PBM harus dipandang sebagai standar dalam terapi pengobatan modern. Sayangnya, hanya
sedikit terjemahan mengenai panduan PBM yang tersedia dalam praktek klinis di seluruh dunia.
Tabel 1 menunjukkan beberapa penyebab oleh tidak diterapkannya program PBM. Tantangan
yang lebih besar datang dari perlunya pendidikan yang meluas bagi penyedia layanan kesehatan
untuk mengatasi kesenjangan dalam pelaksanaan transfusi darah. National Blood Authority of
Australia telah mengembangkan 6 modul panduan PBM, di mana modul 2 membahas PBM
perioperatif. Sumber referensi yang baik juga meliputi panduan manajemen darah perioperatif
dari American Society of Anesthesiologists.

Kesimpulan

Anemia diketahui sebagai faktor risiko terhadap luaran yang buruk pada pasien yang menjalani
operasi jantung.

Pasien harus mendapat terapi terhadap penyebab anemia sambil meningkatkan eritropoiesis
sebelum operasi. Anemia preoperatif yang tidak ditangani dianggap substandar secara klinis.
Anemia preoperatif harus dianggap sebagai kontraindikasi terhadap operasi elektif yang besar.
Banyak dokter mempercayai (dengan salah) bahwa transfusi darah alogenik adalah solusi dari
segala masalah anemia. Kebiasaan untuk memberikan transfusi darah tanpa pemilahan lebih
lanjut tidak didukung oleh bukti-bukti terbaru. Kombinasi anemia dan transfusi darah membawa
risiko yang lebih tinggi dibandingkan paparan terhadap anemia atau transfusi darah saja.

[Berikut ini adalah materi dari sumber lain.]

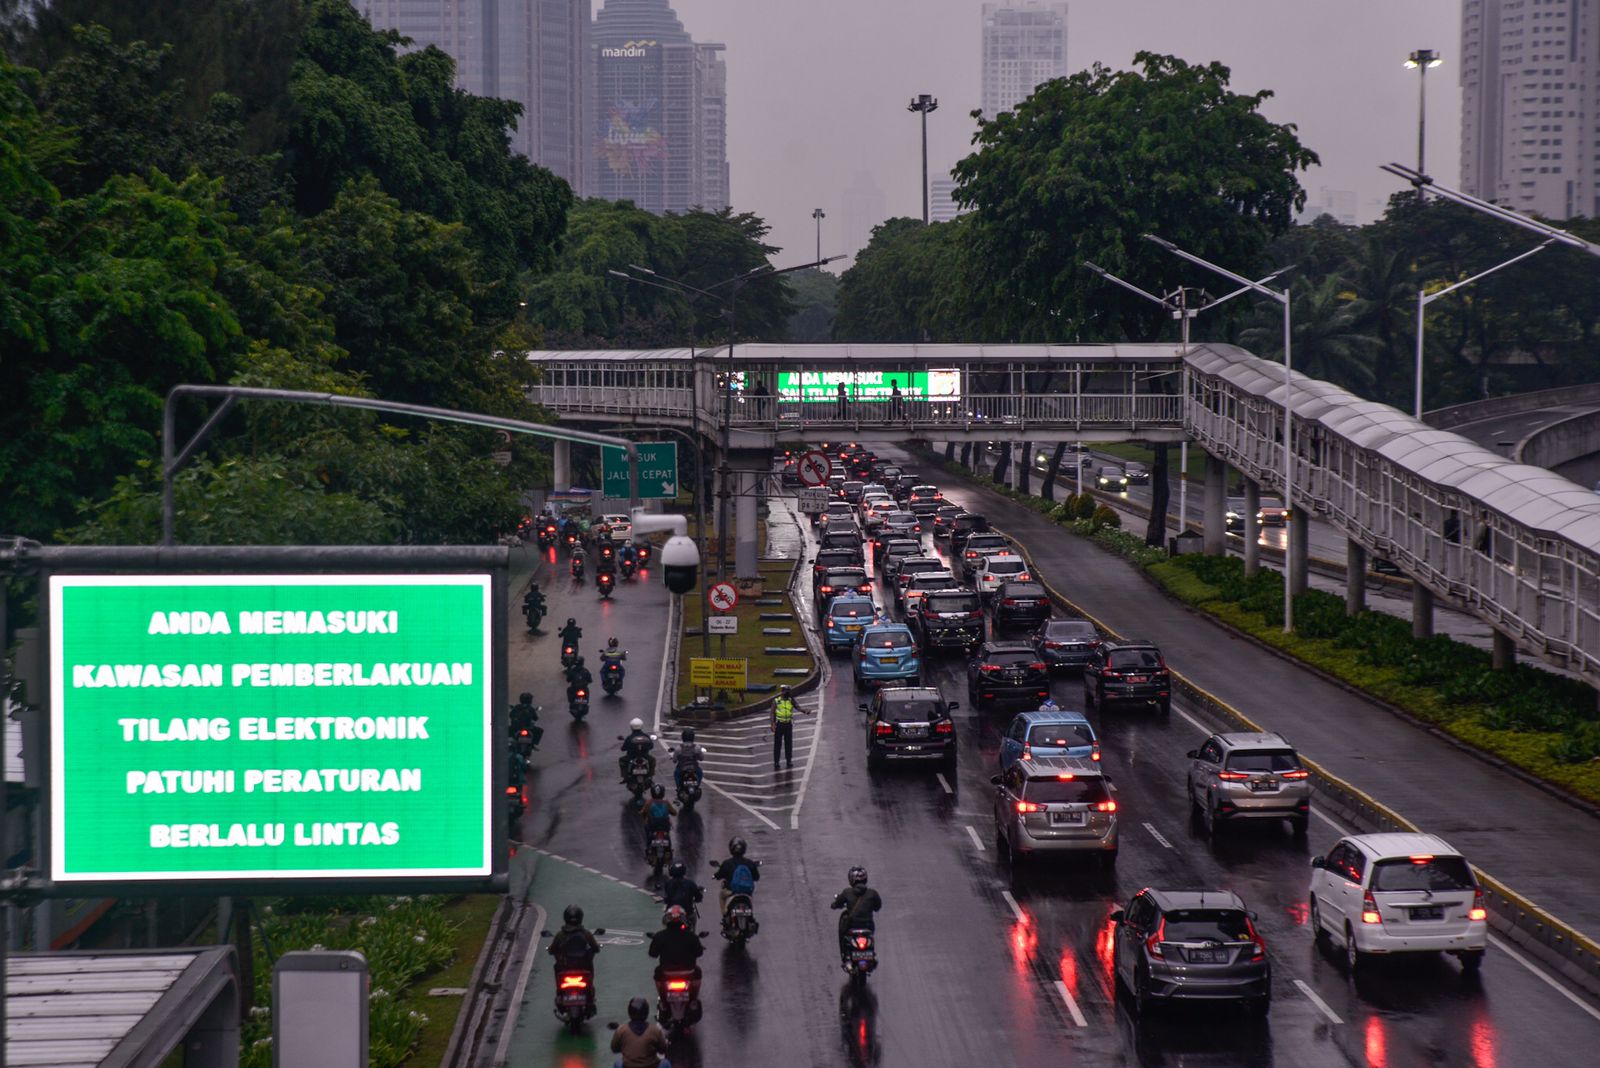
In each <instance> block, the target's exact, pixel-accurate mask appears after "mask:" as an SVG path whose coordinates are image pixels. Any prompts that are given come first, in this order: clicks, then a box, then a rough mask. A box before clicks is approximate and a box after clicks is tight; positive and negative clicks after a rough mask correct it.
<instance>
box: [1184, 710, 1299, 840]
mask: <svg viewBox="0 0 1600 1068" xmlns="http://www.w3.org/2000/svg"><path fill="white" fill-rule="evenodd" d="M1189 804H1190V806H1192V807H1194V811H1195V812H1197V814H1198V815H1200V819H1202V820H1205V825H1206V830H1208V831H1211V833H1213V835H1214V833H1218V830H1219V828H1221V827H1222V823H1229V822H1234V820H1288V822H1290V827H1293V828H1294V836H1296V838H1304V836H1306V823H1307V820H1309V819H1310V772H1309V771H1306V767H1304V764H1301V759H1299V755H1298V753H1294V747H1291V745H1290V743H1288V742H1285V740H1283V735H1280V734H1266V732H1262V734H1254V732H1235V734H1213V735H1211V737H1208V739H1206V740H1205V745H1202V747H1200V748H1197V750H1190V751H1189Z"/></svg>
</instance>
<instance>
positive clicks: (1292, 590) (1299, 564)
mask: <svg viewBox="0 0 1600 1068" xmlns="http://www.w3.org/2000/svg"><path fill="white" fill-rule="evenodd" d="M1286 534H1288V544H1290V545H1291V553H1290V558H1291V560H1293V563H1294V568H1293V569H1290V596H1299V595H1301V593H1304V592H1306V568H1307V563H1309V561H1310V508H1301V507H1296V508H1294V510H1293V512H1290V529H1288V531H1286ZM1285 563H1288V561H1285Z"/></svg>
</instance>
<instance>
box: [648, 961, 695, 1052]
mask: <svg viewBox="0 0 1600 1068" xmlns="http://www.w3.org/2000/svg"><path fill="white" fill-rule="evenodd" d="M699 985H701V980H699V977H698V975H696V974H694V972H693V970H690V972H661V977H659V978H656V994H658V998H656V1023H659V1025H661V1030H662V1031H666V1033H667V1041H672V1042H675V1041H677V1039H678V1036H680V1034H683V1033H685V1031H686V1030H690V1028H691V1026H694V1025H696V1023H699V1018H701V1001H699Z"/></svg>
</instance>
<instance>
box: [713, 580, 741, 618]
mask: <svg viewBox="0 0 1600 1068" xmlns="http://www.w3.org/2000/svg"><path fill="white" fill-rule="evenodd" d="M707 596H709V598H710V606H712V608H714V609H717V611H718V612H731V611H733V606H734V604H738V603H739V592H738V590H734V588H733V585H731V584H728V582H718V584H715V585H712V588H710V592H709V593H707Z"/></svg>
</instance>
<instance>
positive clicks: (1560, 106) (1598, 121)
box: [1461, 0, 1600, 219]
mask: <svg viewBox="0 0 1600 1068" xmlns="http://www.w3.org/2000/svg"><path fill="white" fill-rule="evenodd" d="M1597 40H1600V8H1597V6H1595V5H1590V3H1582V5H1579V3H1570V2H1566V0H1563V2H1562V3H1557V2H1555V0H1464V2H1462V6H1461V185H1462V189H1464V190H1466V192H1469V193H1472V195H1474V197H1482V198H1485V200H1493V201H1496V203H1501V205H1506V206H1507V208H1515V209H1518V211H1536V213H1539V214H1542V216H1547V217H1550V219H1570V217H1573V216H1579V214H1582V216H1600V184H1597V182H1595V168H1597V166H1600V78H1597V77H1595V67H1597V62H1600V56H1597V53H1595V45H1594V43H1595V42H1597Z"/></svg>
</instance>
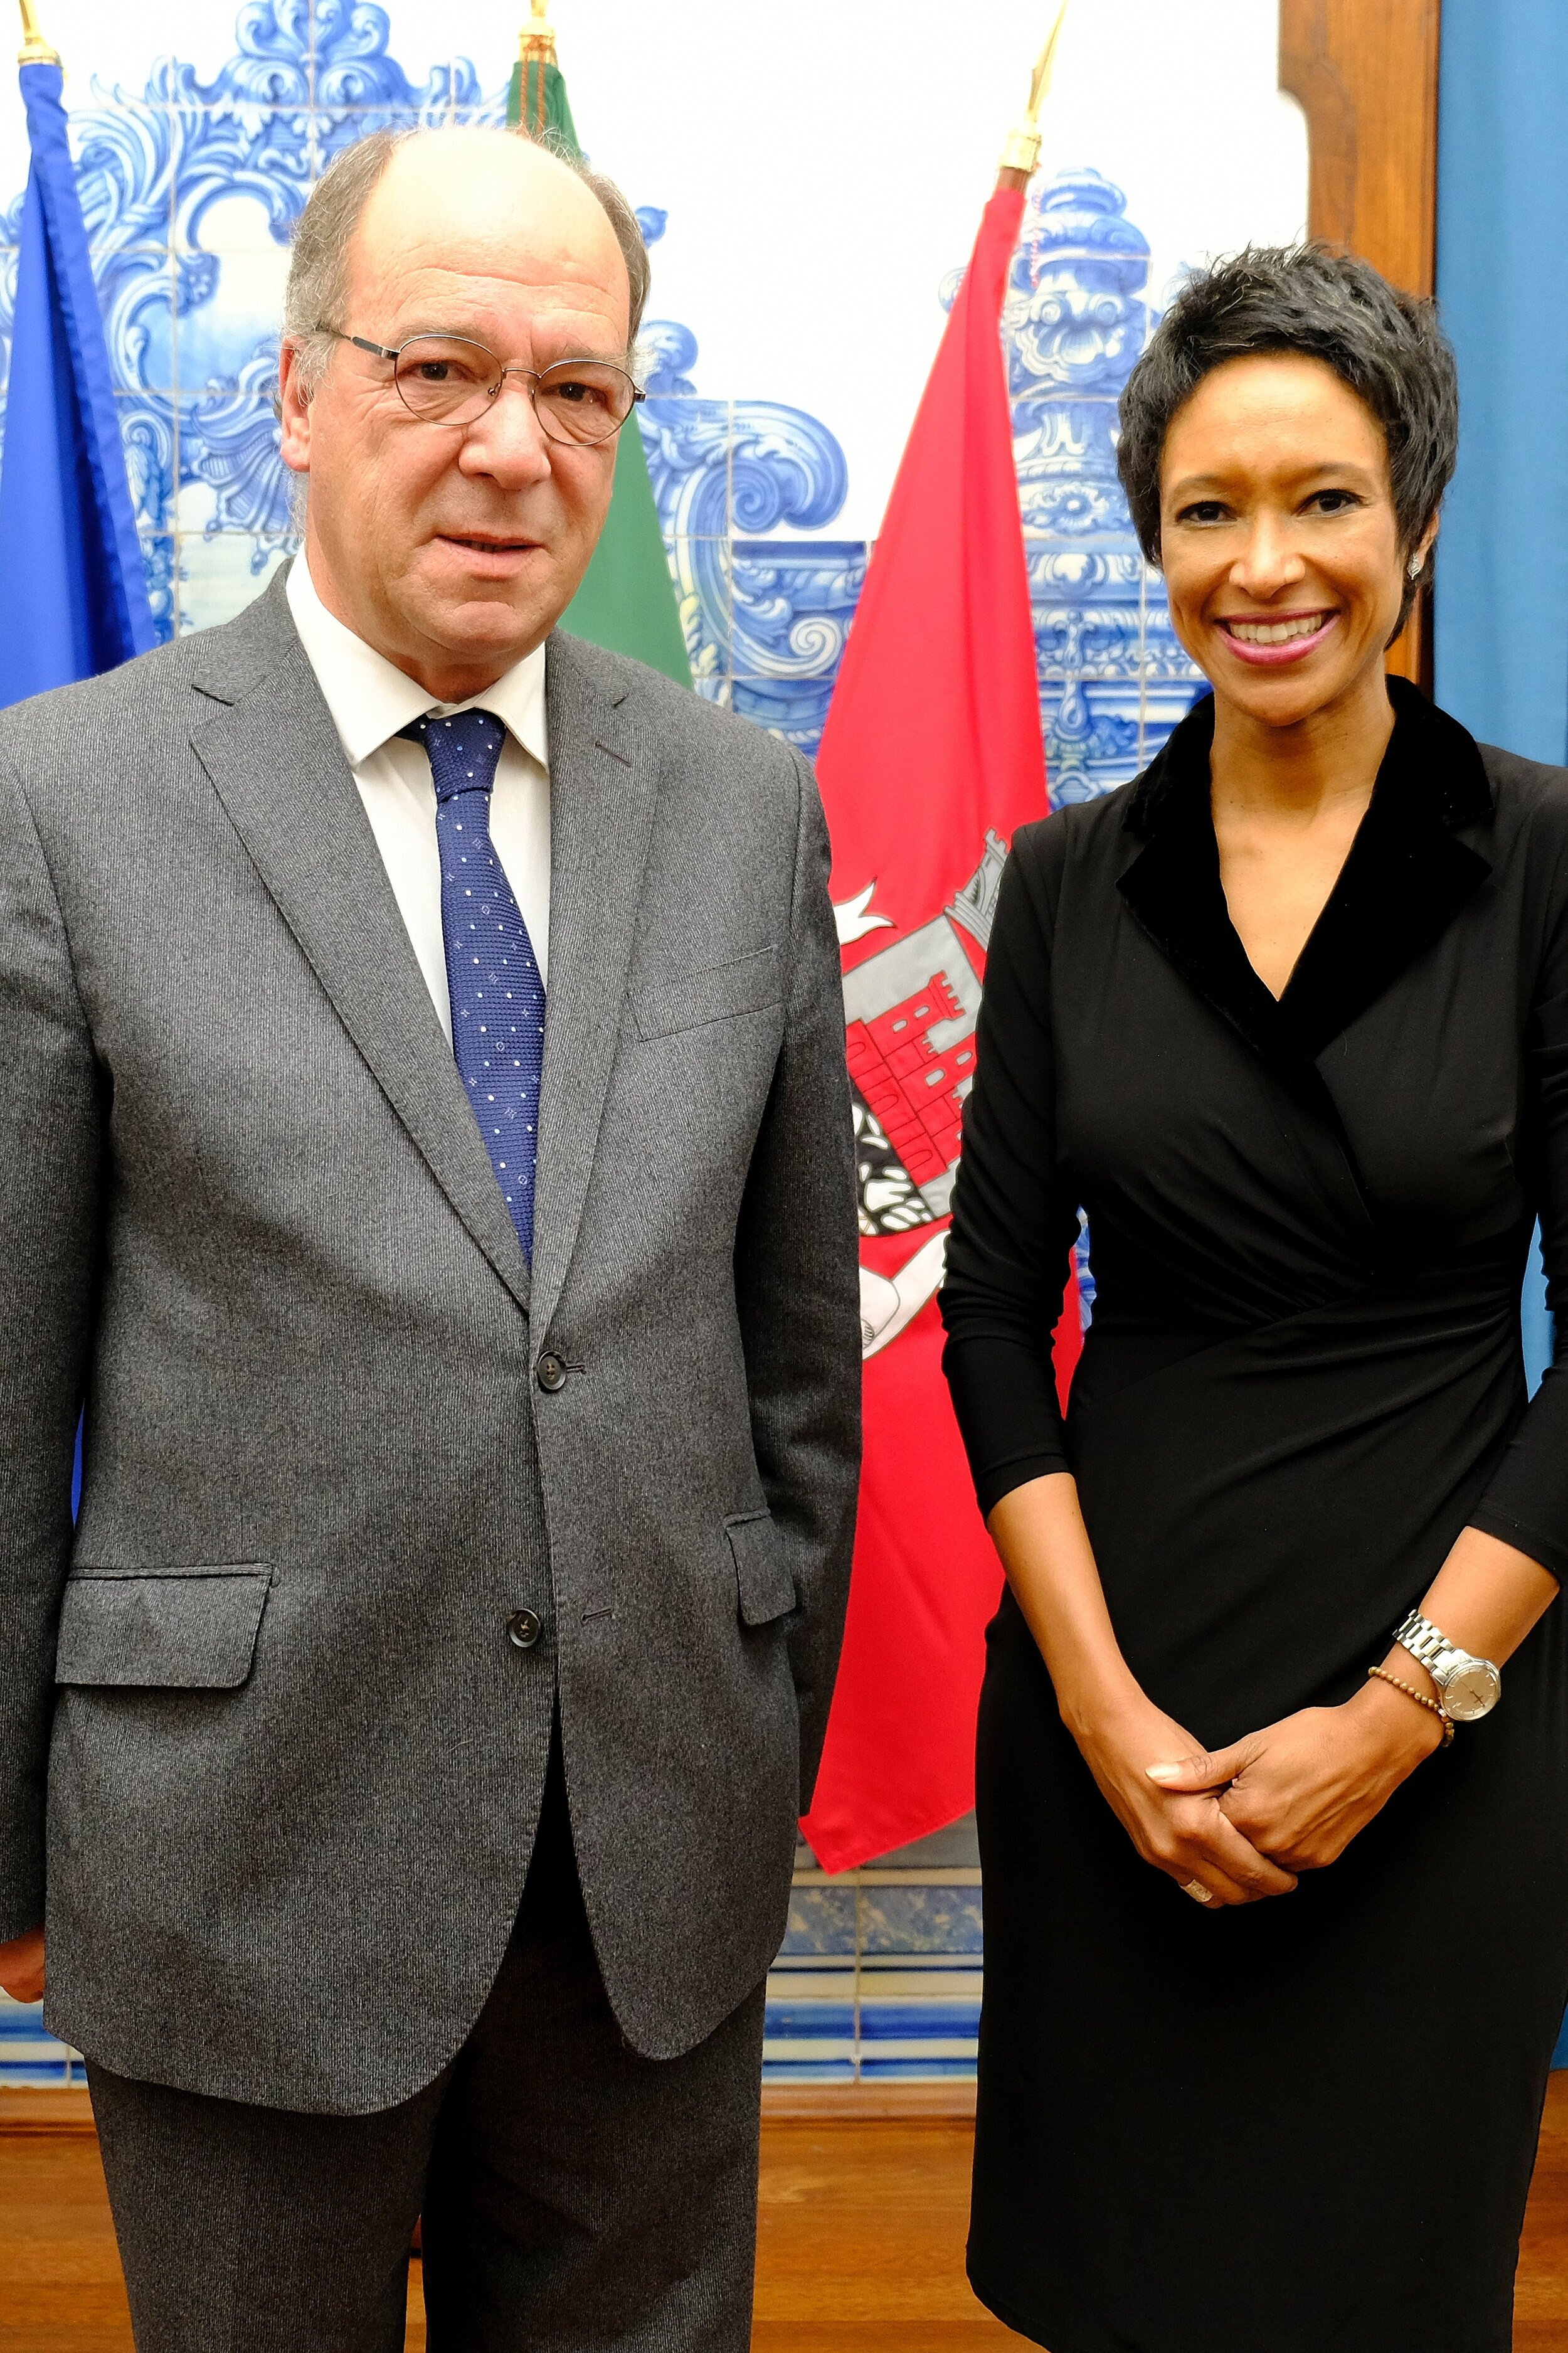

Anemia perioperatif yang cukup parah hingga menimbulkan hipoksia dan disfungsi organ harus
diterapi menggunakan transfusi darah. Keputusan untuk transfusi harus berdasarkan panduan
dan algoritma yang sesuai dengan konteks pasien yang diterapi. Panduan tatalaksana harus
dikembangkan secara khusus bagi pasien yang menjalani operasi jantung. Bukti-bukti yang ada
mendukung manfaat program PBM untuk terapi anemia, menghindari kebutuhan transfusi darah
alogenik, dan memperbaiki luaran pasien.